Which is to say, despite a characteristically overblown BrewDog blurb (‘a full throttle attack on your taste buds’) it is accurately unexciting.

It is suitably conker-brown, has an appropriate hard-toffee, brown sugar sweetness, a touch of dark roastiness, and — its saving grace — plenty of serious, unsmiling, business-like bitterness. Other than that, there was little else to latch on to, which is true to style — Alt is for drinking in volume with your pals, not chatting about — but makes it hard to recommend as a beer in its own right.

It doesn’t capture the magic of drinking Alt at source but it does come closer than most bottled versions, so if you’re curious about can’t make it to Düsseldorf, it’s probably the best substitute on the UK market this side of a cold bottle of St Austell HSD.

Does it Work and is it Worth a Tenner?

Schneider’s Meine Porter Weisse is, as the name suggests, a cross-breeding of English porter and Bavarian wheat beer — an idea intriguing enough to convince us to part with £9.99 for 750ml.

Our first guess was that this would have something to do with Brooklyn Brewery but, no: publicity materials suggest that Georg Schneider conceived this beer with his friend ‘Alistair’, a brewer in London. Presumably there are legal reasons for the coyness — this is not a formal collaboration — but there’s only one porter-obsessed global craft beer aristocrat who really fits the bill.
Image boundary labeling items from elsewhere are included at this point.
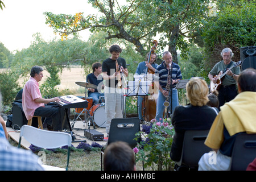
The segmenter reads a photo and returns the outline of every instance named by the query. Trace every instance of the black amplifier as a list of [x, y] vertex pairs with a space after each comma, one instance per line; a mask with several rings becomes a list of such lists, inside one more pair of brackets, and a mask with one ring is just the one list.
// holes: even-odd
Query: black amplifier
[[95, 130], [85, 129], [84, 136], [93, 141], [102, 141], [104, 139], [104, 135]]

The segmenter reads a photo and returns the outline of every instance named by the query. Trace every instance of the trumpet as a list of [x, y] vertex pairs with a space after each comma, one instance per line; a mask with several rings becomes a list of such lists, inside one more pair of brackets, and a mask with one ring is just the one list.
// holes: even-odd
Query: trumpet
[[115, 68], [116, 68], [116, 71], [118, 72], [118, 89], [121, 89], [122, 88], [122, 80], [121, 80], [121, 73], [120, 73], [120, 71], [119, 70], [119, 65], [118, 65], [118, 63], [117, 63], [117, 59], [115, 60]]
[[[172, 83], [172, 78], [171, 75], [171, 64], [169, 64], [169, 71], [168, 72], [168, 78], [167, 78], [167, 83], [166, 84], [166, 91], [167, 91], [169, 93], [169, 90], [170, 88], [171, 84]], [[168, 95], [167, 97], [166, 97], [166, 101], [163, 103], [163, 105], [165, 107], [165, 113], [167, 112], [167, 108], [170, 106], [170, 94]]]

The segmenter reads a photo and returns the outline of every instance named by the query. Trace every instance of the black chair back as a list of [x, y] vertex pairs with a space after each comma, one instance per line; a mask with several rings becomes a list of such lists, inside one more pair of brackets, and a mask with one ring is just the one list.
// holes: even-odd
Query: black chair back
[[207, 130], [187, 130], [185, 132], [182, 154], [179, 166], [184, 165], [189, 168], [197, 168], [202, 155], [212, 149], [204, 144], [209, 133]]
[[256, 158], [256, 134], [241, 134], [236, 136], [232, 151], [231, 171], [245, 171]]

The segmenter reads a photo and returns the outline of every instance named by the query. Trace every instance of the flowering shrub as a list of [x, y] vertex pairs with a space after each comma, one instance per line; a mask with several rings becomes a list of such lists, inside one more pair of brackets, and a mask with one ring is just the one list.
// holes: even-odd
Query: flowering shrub
[[138, 144], [137, 150], [134, 149], [136, 161], [143, 161], [144, 167], [150, 167], [152, 170], [170, 170], [174, 164], [170, 157], [174, 133], [170, 119], [157, 122], [153, 119], [150, 126], [143, 125], [137, 136], [144, 135], [145, 139]]

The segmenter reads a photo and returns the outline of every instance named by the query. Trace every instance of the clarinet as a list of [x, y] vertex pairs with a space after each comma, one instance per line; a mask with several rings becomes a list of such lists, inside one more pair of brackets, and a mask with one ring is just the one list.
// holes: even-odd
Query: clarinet
[[[166, 84], [166, 91], [169, 93], [170, 92], [170, 88], [171, 84], [172, 82], [172, 76], [171, 75], [171, 64], [169, 64], [169, 71], [168, 72], [168, 78], [167, 78], [167, 84]], [[165, 107], [165, 113], [167, 112], [167, 108], [170, 106], [170, 94], [168, 94], [167, 97], [166, 97], [166, 101], [163, 103], [163, 105]]]

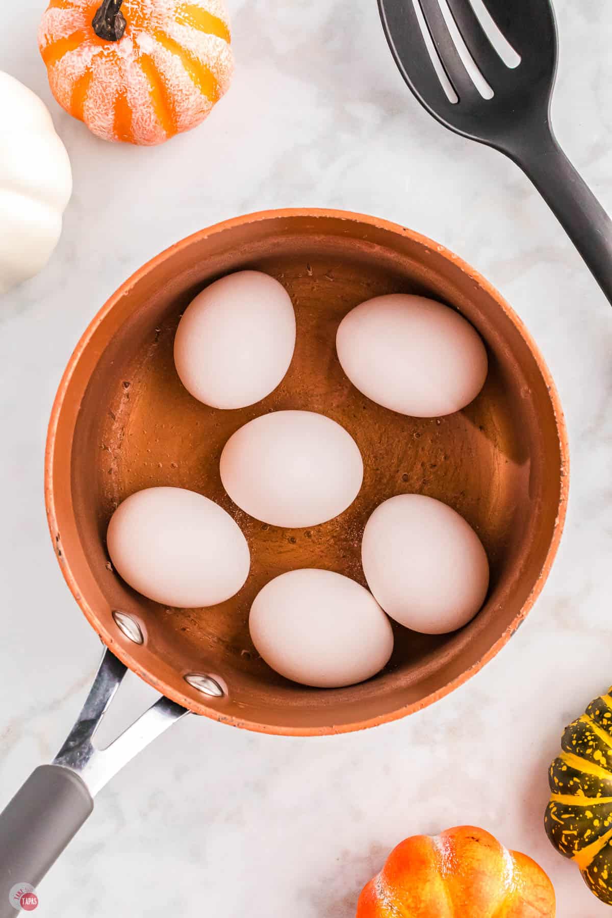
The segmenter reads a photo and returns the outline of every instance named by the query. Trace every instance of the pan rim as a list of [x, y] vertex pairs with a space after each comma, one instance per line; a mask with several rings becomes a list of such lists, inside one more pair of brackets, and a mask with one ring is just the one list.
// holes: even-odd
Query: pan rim
[[104, 624], [97, 619], [93, 609], [90, 608], [87, 601], [84, 599], [78, 586], [78, 580], [76, 576], [72, 573], [68, 558], [64, 555], [60, 559], [56, 554], [56, 558], [60, 563], [60, 567], [63, 577], [72, 593], [76, 602], [78, 603], [81, 610], [87, 619], [89, 624], [96, 632], [103, 644], [105, 644], [109, 649], [117, 655], [117, 656], [130, 669], [132, 672], [139, 676], [144, 681], [149, 683], [151, 687], [156, 688], [161, 694], [172, 699], [173, 701], [184, 705], [195, 713], [202, 714], [204, 716], [209, 717], [212, 720], [219, 721], [224, 723], [228, 723], [232, 726], [250, 730], [255, 733], [272, 733], [276, 735], [287, 735], [287, 736], [322, 736], [330, 735], [335, 733], [351, 733], [358, 730], [362, 730], [368, 727], [373, 727], [380, 725], [381, 723], [391, 722], [393, 721], [399, 720], [408, 714], [415, 713], [417, 711], [421, 711], [435, 701], [440, 700], [445, 696], [451, 694], [455, 688], [466, 682], [472, 676], [479, 672], [490, 660], [495, 656], [499, 651], [504, 647], [510, 638], [513, 636], [515, 632], [519, 628], [527, 615], [532, 609], [536, 599], [540, 596], [541, 589], [546, 582], [546, 579], [550, 574], [551, 568], [554, 562], [559, 543], [561, 542], [563, 526], [565, 522], [566, 511], [567, 511], [567, 501], [568, 501], [568, 490], [569, 490], [569, 444], [567, 436], [567, 428], [563, 416], [563, 411], [561, 406], [561, 400], [557, 388], [555, 386], [554, 381], [551, 375], [551, 372], [544, 361], [544, 358], [540, 352], [538, 345], [536, 344], [534, 339], [528, 331], [527, 328], [523, 324], [522, 320], [510, 307], [510, 305], [504, 299], [499, 291], [490, 284], [479, 272], [473, 268], [470, 264], [464, 262], [462, 258], [452, 252], [451, 250], [447, 249], [445, 246], [434, 241], [427, 236], [418, 233], [413, 230], [409, 230], [401, 224], [395, 223], [389, 220], [383, 219], [381, 218], [372, 217], [365, 214], [360, 214], [348, 210], [337, 210], [325, 207], [289, 207], [289, 208], [280, 208], [272, 210], [261, 210], [255, 211], [253, 213], [245, 214], [239, 217], [231, 218], [227, 220], [222, 220], [218, 223], [213, 224], [210, 227], [197, 230], [195, 233], [190, 234], [184, 239], [180, 240], [174, 244], [163, 250], [159, 254], [155, 255], [150, 261], [145, 263], [140, 268], [134, 272], [106, 301], [106, 303], [101, 307], [97, 313], [94, 316], [92, 320], [87, 325], [83, 335], [79, 339], [76, 347], [72, 351], [72, 353], [68, 361], [66, 368], [61, 375], [57, 393], [53, 401], [53, 406], [51, 409], [50, 419], [49, 422], [49, 428], [47, 432], [47, 442], [45, 447], [45, 473], [44, 473], [44, 491], [45, 491], [45, 504], [47, 509], [47, 520], [50, 528], [50, 533], [51, 541], [55, 543], [55, 533], [58, 532], [58, 518], [56, 510], [56, 502], [54, 496], [54, 486], [53, 486], [53, 469], [55, 465], [56, 456], [56, 440], [57, 440], [57, 430], [60, 421], [60, 417], [64, 405], [64, 399], [68, 389], [70, 387], [72, 375], [76, 369], [76, 366], [81, 359], [82, 354], [87, 348], [92, 336], [102, 323], [107, 314], [114, 308], [116, 303], [121, 299], [129, 289], [140, 279], [141, 276], [148, 274], [150, 270], [157, 267], [161, 263], [172, 257], [176, 252], [181, 251], [193, 244], [196, 241], [202, 241], [207, 239], [212, 235], [222, 233], [230, 230], [236, 227], [242, 226], [247, 223], [253, 223], [257, 221], [264, 220], [274, 220], [274, 219], [287, 219], [293, 218], [324, 218], [330, 219], [340, 219], [340, 220], [350, 220], [356, 223], [361, 223], [365, 226], [373, 227], [379, 230], [383, 230], [396, 235], [403, 236], [405, 238], [410, 239], [412, 241], [422, 245], [427, 248], [430, 248], [435, 251], [442, 258], [451, 261], [456, 267], [458, 267], [463, 274], [465, 274], [471, 281], [477, 284], [484, 291], [488, 294], [488, 296], [495, 302], [495, 304], [503, 310], [506, 316], [509, 319], [511, 323], [517, 329], [521, 338], [523, 339], [527, 348], [533, 356], [533, 359], [538, 366], [538, 370], [540, 373], [549, 393], [551, 399], [551, 405], [553, 412], [555, 428], [559, 439], [559, 448], [560, 448], [560, 459], [561, 459], [561, 469], [562, 476], [560, 481], [560, 495], [559, 495], [559, 506], [557, 508], [557, 515], [554, 523], [554, 528], [552, 531], [552, 535], [551, 538], [550, 544], [546, 553], [546, 557], [541, 569], [539, 573], [538, 577], [534, 583], [534, 586], [527, 599], [521, 607], [520, 610], [515, 616], [513, 621], [510, 622], [508, 627], [503, 632], [497, 641], [489, 648], [489, 650], [484, 654], [472, 666], [464, 670], [455, 678], [450, 680], [444, 686], [437, 688], [435, 691], [430, 692], [425, 698], [418, 700], [417, 701], [411, 702], [409, 704], [404, 705], [395, 711], [376, 715], [374, 717], [368, 718], [364, 721], [356, 721], [349, 723], [341, 724], [328, 724], [323, 726], [304, 726], [304, 727], [290, 727], [278, 724], [266, 724], [260, 723], [258, 722], [250, 721], [248, 719], [238, 718], [228, 714], [224, 713], [217, 708], [206, 705], [203, 702], [198, 702], [195, 707], [193, 699], [189, 698], [185, 694], [174, 690], [172, 686], [159, 680], [153, 673], [149, 670], [145, 670], [142, 666], [138, 662], [138, 660], [130, 653], [129, 647], [124, 646], [115, 640], [113, 635], [107, 631]]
From its wheat beer ancestry it gains high carbonation and opacity, while the porter side gives it a rich red-black colour. It could look muddy (as dark wheat beers often do) but actually pulls off velvety richness.

The aroma is dominated by wheat beer characteristics: some pineapple, a little banana, and vanilla. With the first gulp, porter takes over with a burnt-toast and dark chocolate bitterness which works unsurprisingly well with the creamy texture. Ultimately, as the head dies away, the Dark Side comes to dominate, though a hint of tropical fruit persisted to the end.

We were reminded a little of Schneider’s own Aventinus and also of Anchor’s mouth-coating, chewy Porter, though this isn’t as good as either of those beers. It’s not a clumsy clash as many of these German-US-UK hybrids can be, but nor is it quite in balance, and our final impression was of wateriness — like drinking mild. That’s unforgivable in a 7% beer.

Though Bailey (who’s soft about mild) liked it more than Boak (who hates pineapple) neither of us would rush to drink it again, and certainly not at this price.